Justice for Addis Ababa Campaign

borkena
September 3, 2020

Ethiopian activists launched a two-day digital media campaign in what appears to be a response to the disclosed land and condominium scandal.

Using the hashtag #JusticeForAddisAbaba, he is demanding justice for the residents of Addis Ababa whose right to residential condominium units was stolen in broad daylight.

However, what triggered the campaign has something to do with recent development.

A report released Monday by the Ethiopian Citizens for Social Justice Party (EZEMA) revealed that 213,000 square meters of land were illegally appropriated in the capital Addis Ababa in the form of land grabs, and more than 20,000 condominium units were transferred to individuals. who are not believed to be residents. Those condo units were supposed to be transferred to residents on the waiting list who had been saving for more than a decade to buy them.
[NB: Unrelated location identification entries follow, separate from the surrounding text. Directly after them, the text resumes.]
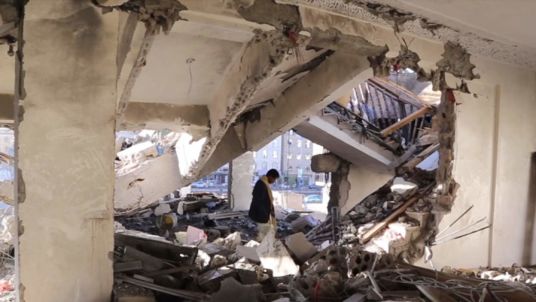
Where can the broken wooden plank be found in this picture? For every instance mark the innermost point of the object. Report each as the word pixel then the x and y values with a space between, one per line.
pixel 381 225
pixel 120 267
pixel 157 247
pixel 170 271
pixel 403 122
pixel 410 165
pixel 435 294
pixel 186 294
pixel 402 159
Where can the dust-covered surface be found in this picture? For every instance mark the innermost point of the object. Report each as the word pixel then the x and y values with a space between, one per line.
pixel 371 11
pixel 7 279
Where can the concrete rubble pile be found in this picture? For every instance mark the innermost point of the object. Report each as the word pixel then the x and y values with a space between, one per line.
pixel 173 215
pixel 7 260
pixel 150 268
pixel 396 220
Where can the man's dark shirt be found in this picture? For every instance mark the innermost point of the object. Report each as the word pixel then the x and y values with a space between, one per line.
pixel 261 206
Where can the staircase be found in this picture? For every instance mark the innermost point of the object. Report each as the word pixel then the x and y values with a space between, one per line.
pixel 382 122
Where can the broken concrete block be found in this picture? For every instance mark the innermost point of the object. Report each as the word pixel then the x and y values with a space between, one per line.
pixel 232 290
pixel 249 253
pixel 232 241
pixel 325 163
pixel 195 236
pixel 181 237
pixel 210 280
pixel 303 223
pixel 357 297
pixel 162 209
pixel 300 246
pixel 274 256
pixel 146 183
pixel 138 153
pixel 125 292
pixel 402 186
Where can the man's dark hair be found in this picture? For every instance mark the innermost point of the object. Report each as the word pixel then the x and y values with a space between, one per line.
pixel 272 173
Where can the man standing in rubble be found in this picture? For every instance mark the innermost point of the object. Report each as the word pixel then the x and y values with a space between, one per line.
pixel 261 209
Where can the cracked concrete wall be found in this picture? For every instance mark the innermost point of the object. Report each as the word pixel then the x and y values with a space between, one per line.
pixel 495 136
pixel 150 181
pixel 138 116
pixel 66 152
pixel 363 181
pixel 242 175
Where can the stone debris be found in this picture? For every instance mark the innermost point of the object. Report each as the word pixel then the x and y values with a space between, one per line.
pixel 216 261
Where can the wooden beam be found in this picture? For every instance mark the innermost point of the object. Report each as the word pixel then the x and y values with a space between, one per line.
pixel 408 119
pixel 380 226
pixel 410 165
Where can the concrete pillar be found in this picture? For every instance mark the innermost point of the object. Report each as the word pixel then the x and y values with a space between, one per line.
pixel 242 175
pixel 66 152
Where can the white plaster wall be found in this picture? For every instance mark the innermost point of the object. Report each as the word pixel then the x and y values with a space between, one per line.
pixel 242 175
pixel 66 153
pixel 150 181
pixel 473 171
pixel 516 142
pixel 498 124
pixel 363 181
Former Addis Ababa mayor Takele Uma, who was appointed Minister of Mining and Petroleum last month after holding the city’s top post for nearly two years, is said to be a key player in the scandal.

He was not an elected mayor which is where the problem begins. And it was appointed at a time when what was then the Oromo Democratic Party (it was a member of the central committee) was officially claiming exclusive ownership of the city of Addis Ababa. The claim is based on a politically charged historical narrative that depicts Addis Ababa as a land taken from Oromo speakers shortly after Menelik II became the Ethiopian monarch. A recently published book under the title “berera” deconstructs the radical Oromo claims to the city. He argued that there was already a settlement in what is now Addis Ababa before the Oromo expansion and settlement in the area.

Information leaked sometime in 2018 revealed plans to alter Addis Ababa’s demographics through a massive settlement of Oromo speakers in the city, something that Lemma Megerssa, then president of the Oromo regional state, denied.

The land and condominium scandal that was made public this week, however, seems to suggest that the claim about demographic change cannot be discounted.

The former mayor defended his actions saying they were aimed at addressing the plight of the farming communities surrounding the city, as they were displaced from their lands for development projects. He affirmed that the Condominium units were transferred to the “descendants of displaced farmers.”

The #JusticeforAddisAbaba campaign, among many other points, conveys the message that displacement of the farming community was a government program and that city residents should not pay for government crime. In fact, many of the activists who are not precursors to the #JusticeforAddisAbaba campaign were at the forefront in opposing the displacement of farmers when it occurred several years ago.

A city with more than five million inhabitants, more than the population of Toronto, is not electing its mayor. That is also something activists want to change.

For radical Oromo nationalists, both within and outside the federal and regional government structures, altering Addis Ababa’s demographics by favoring the Oromo ethnic population is something of a prerequisite before Addis Ababa has the right to elect its mayor.

However, that position does not appear to be tenable, as more and more city residents are alarmed by the project and by asserting their rights, as they should.